- EUR/USD dropped further and broke below 1.0900 on Thursday.
- The Dollar remained well bid on firm US labour market prints.
- Concerns over a potential US economic slowdown dwindled further.
EUR/USD faced additional selling pressure, adding to the weekly leg lower and revisiting the sub-1.0900 yardstick, or four-day lows. The pair’s negative price action was driven by the ongoing recovery of the US Dollar (USD) and a generally positive sentiment in global stock markets.
That said, the USD Index (DXY) continued its upward trajectory, moving above the 103.50 level and bolstered by a further depreciation of the Japanese yen and another positive day for US yields across the board.
Contributing to the positive outlook for the USD, concerns over an inter-meeting rate cut by the Fed dissipated. This shift was reinforced by robust prints from weekly US Initial Jobless Claims (+233K) as well as by recent remarks from some Fed officials, who suggested that markets may have overreacted to recent US Nonfarm Payrolls readings (+114K in July). They also downplayed the likelihood of a recession while hinting at potential rate cuts to prevent such an outcome.
Meanwhile, in the German fixed-income space, 10-year bund yields continued their weekly rise, although they seem to struggle to overcome the 2.30% barrier for the time being.
Regarding the Fed and the USD, market expectations for a 50 bps rate cut in September still remained in place, with CME Group’s FedWatch Tool indicating nearly a 54% probability of such a move, down from around 65% on the previous day.
If the Fed proceeds with more significant rate cuts, the policy gap between the Fed and the ECB could narrow in the medium term, potentially supporting further gains for EUR/USD.

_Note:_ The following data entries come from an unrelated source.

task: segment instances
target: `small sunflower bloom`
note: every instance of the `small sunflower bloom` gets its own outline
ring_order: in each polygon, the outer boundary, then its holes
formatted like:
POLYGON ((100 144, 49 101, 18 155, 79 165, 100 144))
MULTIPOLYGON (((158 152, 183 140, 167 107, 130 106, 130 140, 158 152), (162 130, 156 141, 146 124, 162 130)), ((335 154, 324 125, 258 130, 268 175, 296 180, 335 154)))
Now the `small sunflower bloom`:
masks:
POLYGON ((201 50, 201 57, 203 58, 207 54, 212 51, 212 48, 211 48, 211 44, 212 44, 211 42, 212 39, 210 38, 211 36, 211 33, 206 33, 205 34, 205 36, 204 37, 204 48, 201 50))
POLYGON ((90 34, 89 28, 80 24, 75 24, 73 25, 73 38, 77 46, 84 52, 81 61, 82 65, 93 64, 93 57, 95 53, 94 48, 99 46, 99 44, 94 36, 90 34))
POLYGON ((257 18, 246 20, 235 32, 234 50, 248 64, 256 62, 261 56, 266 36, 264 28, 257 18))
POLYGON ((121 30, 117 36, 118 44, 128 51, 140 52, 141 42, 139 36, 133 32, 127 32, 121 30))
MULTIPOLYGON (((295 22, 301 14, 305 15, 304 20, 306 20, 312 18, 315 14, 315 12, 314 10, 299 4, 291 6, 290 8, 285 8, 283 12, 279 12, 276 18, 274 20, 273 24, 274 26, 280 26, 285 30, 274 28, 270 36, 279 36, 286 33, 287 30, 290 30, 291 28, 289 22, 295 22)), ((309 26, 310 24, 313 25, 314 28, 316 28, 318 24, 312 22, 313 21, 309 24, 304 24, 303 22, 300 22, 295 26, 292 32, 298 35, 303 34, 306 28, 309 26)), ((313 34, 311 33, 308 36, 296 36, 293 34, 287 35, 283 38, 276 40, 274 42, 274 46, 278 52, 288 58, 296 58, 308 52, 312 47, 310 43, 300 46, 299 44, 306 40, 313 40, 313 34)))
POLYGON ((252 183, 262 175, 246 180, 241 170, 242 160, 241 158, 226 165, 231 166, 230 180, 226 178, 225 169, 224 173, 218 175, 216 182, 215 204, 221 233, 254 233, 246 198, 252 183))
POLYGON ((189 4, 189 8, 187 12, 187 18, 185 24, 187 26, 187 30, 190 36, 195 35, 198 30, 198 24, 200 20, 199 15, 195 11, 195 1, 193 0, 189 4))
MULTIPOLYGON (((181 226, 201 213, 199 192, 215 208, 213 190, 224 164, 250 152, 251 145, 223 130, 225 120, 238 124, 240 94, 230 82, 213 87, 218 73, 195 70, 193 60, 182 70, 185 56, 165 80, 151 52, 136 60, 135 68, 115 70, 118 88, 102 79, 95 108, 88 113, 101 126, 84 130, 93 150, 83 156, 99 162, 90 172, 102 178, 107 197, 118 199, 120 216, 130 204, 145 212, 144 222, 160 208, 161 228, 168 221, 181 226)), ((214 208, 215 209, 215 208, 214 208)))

However, in the long term, the US economy is expected to outperform its European counterpart, suggesting that any weakness in the USD may be temporary.
EUR/USD daily chart
EUR/USD short-term technical outlook
Further north, EUR/USD is likely to test the August high of 1.1008 (August 5), ahead of the December 2023 top of 1.1139 (December 28).

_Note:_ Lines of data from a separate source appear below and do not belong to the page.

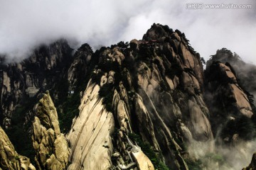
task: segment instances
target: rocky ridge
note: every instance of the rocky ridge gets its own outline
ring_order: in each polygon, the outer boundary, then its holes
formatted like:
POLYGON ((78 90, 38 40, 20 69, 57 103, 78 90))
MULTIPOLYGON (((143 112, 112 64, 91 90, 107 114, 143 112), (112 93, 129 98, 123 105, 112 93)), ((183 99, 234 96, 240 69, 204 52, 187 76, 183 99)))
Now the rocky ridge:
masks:
POLYGON ((0 126, 0 169, 3 170, 36 170, 30 159, 18 154, 8 136, 0 126))

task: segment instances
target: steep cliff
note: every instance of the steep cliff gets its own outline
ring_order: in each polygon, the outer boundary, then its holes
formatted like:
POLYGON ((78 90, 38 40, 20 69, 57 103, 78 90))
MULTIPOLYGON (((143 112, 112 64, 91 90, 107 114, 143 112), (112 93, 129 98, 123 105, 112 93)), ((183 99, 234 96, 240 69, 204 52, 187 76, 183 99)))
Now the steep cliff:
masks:
POLYGON ((0 126, 0 169, 36 170, 28 158, 18 154, 0 126))
POLYGON ((5 128, 11 127, 18 104, 40 91, 57 86, 72 62, 71 50, 68 42, 60 40, 49 46, 42 45, 21 62, 0 65, 1 124, 5 128))
POLYGON ((252 162, 250 165, 242 169, 242 170, 255 170, 256 169, 256 153, 252 155, 252 162))
POLYGON ((58 114, 48 91, 35 106, 33 146, 38 169, 66 169, 69 154, 68 143, 60 133, 58 114))
POLYGON ((143 40, 102 47, 92 59, 91 80, 67 135, 69 169, 144 169, 143 162, 159 169, 165 164, 188 169, 185 142, 203 142, 213 150, 203 67, 184 34, 154 24, 143 40), (137 159, 133 147, 145 159, 137 159))
POLYGON ((237 135, 245 140, 252 139, 252 106, 231 66, 213 62, 207 66, 206 77, 206 100, 211 110, 216 137, 220 137, 225 142, 231 142, 237 135))
POLYGON ((95 52, 84 44, 73 56, 70 51, 62 41, 21 63, 1 66, 1 116, 14 130, 18 120, 6 113, 25 113, 18 127, 32 133, 38 169, 246 166, 251 151, 245 147, 253 149, 256 132, 252 98, 229 63, 213 57, 203 72, 184 33, 154 24, 142 40, 95 52), (12 92, 15 82, 21 84, 18 98, 12 92), (56 108, 47 92, 33 110, 36 96, 29 91, 35 89, 27 89, 35 86, 38 96, 49 89, 56 108), (31 103, 23 102, 27 94, 31 103), (233 150, 239 157, 231 157, 233 150))
MULTIPOLYGON (((218 50, 216 54, 212 55, 211 58, 207 61, 207 65, 210 66, 214 61, 230 63, 233 71, 235 72, 235 76, 240 85, 252 95, 256 96, 256 86, 255 86, 256 84, 255 65, 242 61, 238 54, 232 52, 226 48, 218 50)), ((253 98, 251 98, 251 99, 253 98)), ((254 103, 256 103, 255 101, 254 103)))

On the downside, the pair's next objective is the 200-day SMA at 1.0832, which precedes the weekly low of 1.0777 (August 1) and the June low of 1.0666 (June 26), all prior to the May low of 1.0649 (May 1).
Looking at the big picture, the pair's positive bias should hold if it continues to trade above the crucial 200-day SMA.
So far, the four-hour chart shows some erratic price action. The initial resistance level is at 1.1008 ahead of 1.1132. On the other hand, immediate contention is at 1.0881 ahead of the 200-SMA of 1.0835, and then 1.0777. The relative strength index (RSI) settled around 50.